Something to think about, and perhaps work on.


out of the mouths of . . .

Quoth my boyfriend, recently:
"So, are you the Mel to Great Big Sea's Flight of the Conchords?"


It occurs to me that what is required to keep a blog alive is not only the self-indulgence it takes to claim and design this corner of cyberspace, but also the self-confidence it takes to actually take oneself SERIOUSLY enough to think that the random shit that flies through your brain is worth putting down somewhere where ACTUAL people might actually READ it.

And then, not to edit it down so much that it loses all the traces of sincerity that made you think it was worth posting in the first place.
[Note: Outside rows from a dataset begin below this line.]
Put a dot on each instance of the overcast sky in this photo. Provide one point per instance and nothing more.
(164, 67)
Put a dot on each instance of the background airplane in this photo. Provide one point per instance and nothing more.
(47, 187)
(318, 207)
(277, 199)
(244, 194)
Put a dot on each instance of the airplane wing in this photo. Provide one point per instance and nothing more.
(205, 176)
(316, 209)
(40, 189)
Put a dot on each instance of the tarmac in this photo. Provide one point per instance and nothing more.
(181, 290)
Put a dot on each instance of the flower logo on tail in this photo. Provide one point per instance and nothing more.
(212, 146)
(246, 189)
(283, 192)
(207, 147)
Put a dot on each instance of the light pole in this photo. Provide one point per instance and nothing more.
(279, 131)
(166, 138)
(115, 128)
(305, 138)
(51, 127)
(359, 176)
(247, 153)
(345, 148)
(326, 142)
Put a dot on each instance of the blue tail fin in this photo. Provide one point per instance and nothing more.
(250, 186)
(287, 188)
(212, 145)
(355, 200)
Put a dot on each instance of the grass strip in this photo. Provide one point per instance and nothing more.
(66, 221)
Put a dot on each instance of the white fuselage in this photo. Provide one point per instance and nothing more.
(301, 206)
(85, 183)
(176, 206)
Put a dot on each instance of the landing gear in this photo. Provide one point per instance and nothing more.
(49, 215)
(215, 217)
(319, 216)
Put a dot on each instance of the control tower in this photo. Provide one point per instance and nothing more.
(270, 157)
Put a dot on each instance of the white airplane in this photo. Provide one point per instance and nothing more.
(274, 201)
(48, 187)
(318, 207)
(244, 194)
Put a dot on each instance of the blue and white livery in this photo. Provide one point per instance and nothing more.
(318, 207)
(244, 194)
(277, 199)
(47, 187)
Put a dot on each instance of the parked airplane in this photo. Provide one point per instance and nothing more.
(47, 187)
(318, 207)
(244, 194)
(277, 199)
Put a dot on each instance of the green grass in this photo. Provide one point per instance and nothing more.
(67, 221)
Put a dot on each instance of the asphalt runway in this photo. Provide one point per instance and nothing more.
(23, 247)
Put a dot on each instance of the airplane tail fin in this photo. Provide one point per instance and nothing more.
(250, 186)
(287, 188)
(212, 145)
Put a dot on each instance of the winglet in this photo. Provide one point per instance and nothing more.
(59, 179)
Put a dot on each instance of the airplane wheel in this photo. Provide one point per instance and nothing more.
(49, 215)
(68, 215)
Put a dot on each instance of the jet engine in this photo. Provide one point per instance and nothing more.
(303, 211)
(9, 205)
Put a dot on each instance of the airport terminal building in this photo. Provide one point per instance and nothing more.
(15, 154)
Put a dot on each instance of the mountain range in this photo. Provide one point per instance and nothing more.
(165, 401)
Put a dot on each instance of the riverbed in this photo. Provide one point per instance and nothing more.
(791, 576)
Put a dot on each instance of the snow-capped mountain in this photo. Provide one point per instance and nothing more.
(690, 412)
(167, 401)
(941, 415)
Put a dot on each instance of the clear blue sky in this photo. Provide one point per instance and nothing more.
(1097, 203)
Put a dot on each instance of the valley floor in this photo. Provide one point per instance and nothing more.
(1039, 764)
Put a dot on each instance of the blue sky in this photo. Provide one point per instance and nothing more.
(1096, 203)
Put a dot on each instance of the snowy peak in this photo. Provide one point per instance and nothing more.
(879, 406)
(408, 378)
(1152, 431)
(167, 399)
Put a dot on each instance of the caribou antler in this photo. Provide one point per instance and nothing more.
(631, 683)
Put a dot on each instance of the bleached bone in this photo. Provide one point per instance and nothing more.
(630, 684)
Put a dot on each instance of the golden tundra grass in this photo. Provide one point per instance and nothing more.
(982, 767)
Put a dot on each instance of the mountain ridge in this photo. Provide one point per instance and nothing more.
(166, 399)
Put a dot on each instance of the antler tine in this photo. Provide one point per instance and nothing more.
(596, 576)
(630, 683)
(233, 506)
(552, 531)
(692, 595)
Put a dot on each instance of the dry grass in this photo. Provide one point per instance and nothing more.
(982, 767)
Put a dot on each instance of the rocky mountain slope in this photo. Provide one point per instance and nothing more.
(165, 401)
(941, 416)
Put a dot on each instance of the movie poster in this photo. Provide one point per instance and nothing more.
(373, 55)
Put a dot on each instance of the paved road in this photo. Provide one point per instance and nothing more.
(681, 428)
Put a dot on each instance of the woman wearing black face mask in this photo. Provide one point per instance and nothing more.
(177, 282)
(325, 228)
Pledge (with the caveat that a blogged pledge is worth less than a verbal contract) - I shall try to distill at least SOME postable bits from my paper journal entries and place them here. Otherwise, what the hell was the point of redesigning this page around a blog format?


carpe quispiam

Whoever first espoused the philosophy of delayed gratification never factored in the possibility of sudden death.


a thought

If self-absorbed introspection is called "navel-gazing," would one call digging up one's own high school poetry "navel lint-picking"?